= Leeds Society for Deaf and Blind People =

English charity

Leeds Society for Deaf and Blind People is a charity based in Leeds, West Yorkshire, England, that provides practical services to deaf, hard of hearing, deafblind, blind and partially sighted people in the region. The charity has existed since 1866 and is one of the only charities of its kind in the country to provide services to those with both a hearing and/or visual impairment.

==Work==

The Society provides a broad range of services to those with a sensory impairment in the West Yorkshire region. These include a Sign Language Interpreting Service, equipment provision, social workers for profoundly deaf people, services for deafblind people, training courses and qualifications including a Taster Course, Levels 1–3 in British Sign Language, and Sensory Awareness.
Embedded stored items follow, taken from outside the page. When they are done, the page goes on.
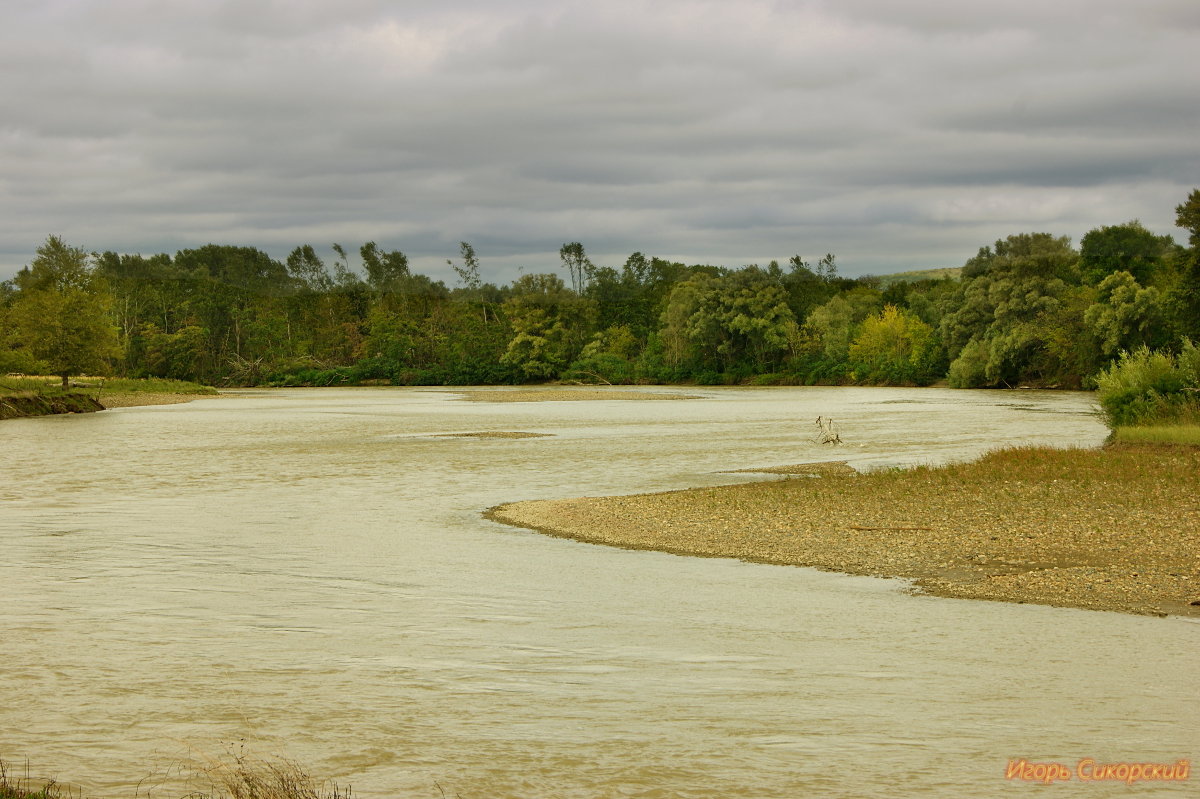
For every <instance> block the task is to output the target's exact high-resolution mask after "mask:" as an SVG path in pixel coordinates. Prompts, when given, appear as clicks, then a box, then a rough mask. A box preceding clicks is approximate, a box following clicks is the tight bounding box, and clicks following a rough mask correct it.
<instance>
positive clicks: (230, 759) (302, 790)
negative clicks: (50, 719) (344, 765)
mask: <svg viewBox="0 0 1200 799" xmlns="http://www.w3.org/2000/svg"><path fill="white" fill-rule="evenodd" d="M185 770H186V776H187V779H186V785H187V786H188V787H190V789H188V791H187V793H186V794H184V795H182V799H350V798H352V797H353V792H352V791H350V788H349V787H347V788H346V789H344V791H343V789H342V788H341V787H340V786H338V785H337V783H335V782H329V781H326V782H318V781H317V780H314V779H313V777H312V776H311V775H310V774H308V773H307V771H306V770H305V769H304V768H302V767H301V765H300V764H298V763H295V762H294V761H288V759H282V758H280V759H265V761H257V759H251V758H248V757H245V756H240V755H227V756H224V757H217V758H212V757H205V758H202V761H200V762H198V763H192V764H190V765H188V767H186V769H185ZM26 771H28V767H26ZM140 791H142V789H140V788H139V791H138V792H140ZM82 797H83V792H82V791H79V789H77V788H68V787H67V786H62V785H60V783H58V782H55V781H54V780H37V779H32V777H29V776H28V775H26V776H25V777H14V776H12V775H11V769H10V768H8V765H7V764H6V763H5V762H4V761H0V799H82Z"/></svg>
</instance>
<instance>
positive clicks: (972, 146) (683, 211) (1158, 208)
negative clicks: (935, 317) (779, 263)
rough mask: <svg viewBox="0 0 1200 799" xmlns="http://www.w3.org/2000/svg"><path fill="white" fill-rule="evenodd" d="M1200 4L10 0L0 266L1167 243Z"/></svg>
mask: <svg viewBox="0 0 1200 799" xmlns="http://www.w3.org/2000/svg"><path fill="white" fill-rule="evenodd" d="M1196 52H1200V2H1198V1H1196V0H1136V1H1132V0H1111V1H1110V0H1091V1H1088V0H1004V2H998V1H996V0H986V1H976V0H916V1H901V0H836V1H829V2H818V1H811V2H810V1H787V0H780V1H778V2H766V1H757V0H737V1H727V2H698V1H679V2H677V1H673V0H656V1H653V2H632V1H626V0H605V1H602V2H601V1H598V0H589V1H587V2H575V1H572V0H547V1H541V0H506V1H504V2H496V1H493V2H485V1H482V0H479V1H473V0H436V1H434V0H406V1H403V2H400V1H384V0H2V6H0V64H2V67H0V97H2V102H0V204H2V206H0V278H6V277H10V276H11V275H12V274H13V272H14V271H16V270H17V269H18V268H19V266H22V265H24V264H26V263H29V260H30V259H31V258H32V256H34V251H35V250H36V247H37V246H38V245H40V244H41V242H43V241H44V239H46V236H47V235H48V234H52V233H53V234H58V235H61V236H62V238H64V239H65V240H66V241H67V242H68V244H71V245H74V246H79V247H84V248H86V250H94V251H103V250H115V251H118V252H142V253H144V254H151V253H156V252H169V253H174V252H175V251H178V250H181V248H187V247H196V246H200V245H204V244H209V242H215V244H235V245H250V246H256V247H259V248H262V250H265V251H266V252H269V253H271V254H272V256H275V257H280V258H282V257H284V256H286V254H287V253H288V252H289V251H290V250H292V248H294V247H295V246H298V245H301V244H312V245H313V246H316V247H318V250H319V251H320V252H324V253H329V245H330V244H331V242H335V241H336V242H340V244H342V245H344V246H346V247H347V248H348V250H350V251H353V252H356V251H358V247H359V246H360V245H361V244H362V242H364V241H367V240H374V241H377V242H378V244H379V246H380V247H383V248H386V250H402V251H404V252H406V253H408V254H409V257H410V258H412V262H413V266H414V269H415V270H416V271H421V272H425V274H427V275H431V276H433V277H436V278H440V280H445V281H446V283H448V284H454V274H452V272H451V271H450V269H449V268H448V266H446V264H445V259H446V258H451V257H456V256H457V246H458V241H461V240H467V241H469V242H472V244H473V245H474V246H475V250H476V251H478V252H479V256H480V259H481V264H482V271H484V276H485V280H492V281H496V282H502V283H503V282H508V281H510V280H512V278H514V277H516V275H517V270H518V268H520V269H523V270H524V271H557V270H558V268H559V263H558V248H559V246H560V245H562V244H564V242H566V241H581V242H583V245H584V247H586V248H587V251H588V253H589V254H590V256H592V258H593V260H594V262H595V263H598V264H600V265H612V266H619V265H620V264H623V263H624V260H625V258H626V257H628V256H629V254H630V253H631V252H634V251H642V252H644V253H647V254H649V256H660V257H665V258H671V259H678V260H684V262H688V263H712V264H722V265H728V266H739V265H743V264H748V263H766V262H768V260H770V259H772V258H778V259H779V260H780V262H785V260H786V259H787V258H788V257H790V256H792V254H802V256H804V257H805V258H808V259H810V260H812V262H814V263H815V262H816V259H817V258H820V257H821V256H822V254H823V253H826V252H834V253H836V256H838V260H839V266H840V269H841V272H842V274H844V275H851V276H856V275H862V274H883V272H892V271H900V270H906V269H924V268H934V266H958V265H961V264H962V262H964V260H966V259H967V258H968V257H971V256H972V254H974V252H976V251H977V250H978V248H979V247H980V246H982V245H985V244H990V242H991V241H994V240H995V239H997V238H1002V236H1006V235H1008V234H1013V233H1022V232H1036V230H1045V232H1050V233H1055V234H1058V235H1069V236H1072V238H1073V240H1074V241H1076V242H1078V241H1079V238H1080V236H1081V235H1082V234H1084V233H1086V232H1087V230H1090V229H1092V228H1094V227H1099V226H1103V224H1117V223H1121V222H1126V221H1129V220H1132V218H1140V220H1141V221H1142V223H1145V224H1146V226H1147V227H1148V228H1151V229H1152V230H1154V232H1156V233H1169V234H1172V235H1174V236H1175V238H1176V240H1181V241H1186V235H1183V234H1182V232H1180V230H1178V229H1176V228H1175V227H1174V221H1175V210H1174V209H1175V206H1176V205H1177V204H1180V203H1182V202H1183V200H1184V199H1186V198H1187V196H1188V193H1189V192H1190V191H1192V190H1193V188H1195V187H1198V186H1200V72H1198V60H1196V56H1195V54H1196Z"/></svg>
The Society has worked in partnership with Leeds City Council since the 1950s, and currently acts as an arms-length service provider for a number of services. The Society also relies on voluntary donations and fundraising to deliver a number of services to the community. It fundraises through events including corporate golf days, sporting dinners and wine tasting evenings, although also relies heavily on the generosity of individuals and charitable trusts alike.

Leeds Society for Deaf and Blind People remains focused at all times on achieving better outcomes for vulnerable people and contributing to improving the wellbeing of all citizens of Leeds, by responding to need wherever possible and developing partnerships whenever they present themselves in every area of their work.

==History==

In 1866, the Vicar of Leeds, Revd D. R. Atley, convened a public meeting to form Leeds United Institution for the Blind and the Deaf and Dumb (later renamed Leeds Incorporated Institution for the Blind and the Deaf and Dumb). A public appeal was launched in 1873 by the Mayor of Leeds, Mr H. R. Marsden, for funds for premises which led to the Albion Street premises being opened in 1876. The new building incorporated workshops for blind people, a service chapel for deaf people and areas for socialising. It was located at the site of corner of Albion Street (westside) and St Anne's Street (northside). The site was demolished in the early 1970s and has since undergone redevelopment and conversion to the present K2 building.

In 1917 the organisation became a registered charity and its Memorandum and Articles of Association were approved. In 1976, following the purchase of the former Leeds Public Dispensary, Centenary House was officially opened by Prince Philip, Duke of Edinburgh on 13 February.

More recently, in 1996 the name of the Society changed to Leeds Society for Deaf and Blind People. In 2004 Shire View Resource Centre for Visually Impaired People was welcomed under the banner of the Society. In 2008, Leeds Society for Deaf and Blind People took over the management of the city’s only braille and large print unit from Leeds City Council.